Il n’est donc pas permis de souscrire à l’espérance formulée par quelques philologues de pouvoir énumérer tous les sons possibles, et signaler chacun d’eux par une simple notation et dénomination.

Il en est à cet égard des sons comme des couleurs ; chaque couleur étant la résultante complexe d’une multitude d’ondulations lumineuses, de longueurs et d’intensités inégales, tout en produisant sur notre rétine, ou sur un cliché photographique, une impression unique.

De même chaque son agissant sur notre oreille, et sur nos enregistreurs physiques. Tout le monde sait qu’en pratique l’enregistrement de la voix est aujourd’hui réalisé par divers procédés, tels que l’emploi du phonographe, instrument réversible, susceptible de conserver la voix et de la reproduire.

On sait aussi comment la transmission de la voix articulée à distance se fait parle téléphone, et cela en vertu d’une série régulière de transformations mécaniques et électriques, qui ont frappé d’étonnement notre génération.

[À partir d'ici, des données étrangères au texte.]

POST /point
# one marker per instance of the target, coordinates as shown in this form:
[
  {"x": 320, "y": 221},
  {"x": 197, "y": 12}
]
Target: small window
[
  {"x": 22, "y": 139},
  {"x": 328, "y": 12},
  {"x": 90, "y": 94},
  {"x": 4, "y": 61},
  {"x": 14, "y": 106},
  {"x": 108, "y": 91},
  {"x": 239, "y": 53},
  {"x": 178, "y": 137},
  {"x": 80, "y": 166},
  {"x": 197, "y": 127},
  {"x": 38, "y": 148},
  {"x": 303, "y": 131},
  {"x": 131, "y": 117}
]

Il semble donc que l’on devrait pouvoir noter exactement la trace écrite de la prononciation des différens mots de la langue française ; on en donnerait ainsi une définition permanente. On avait même espéré pouvoir constituer ainsi à l’aide du phonographe une sorte de registre ou dictionnaire-type des prononciations de chaque mot, que l’on consulterait à volonté, en tout lieu et à toute époque. Ce registre s’appliquerait d’ailleurs à toutes les langues et dialectes, et même aux prononciations individuelles. Il pourrait être conçu à différens points de vue : comme purement empirique, ou bien comme résultat d’une analyse scientifique des sons. C’est ce qu’il convient de préciser davantage.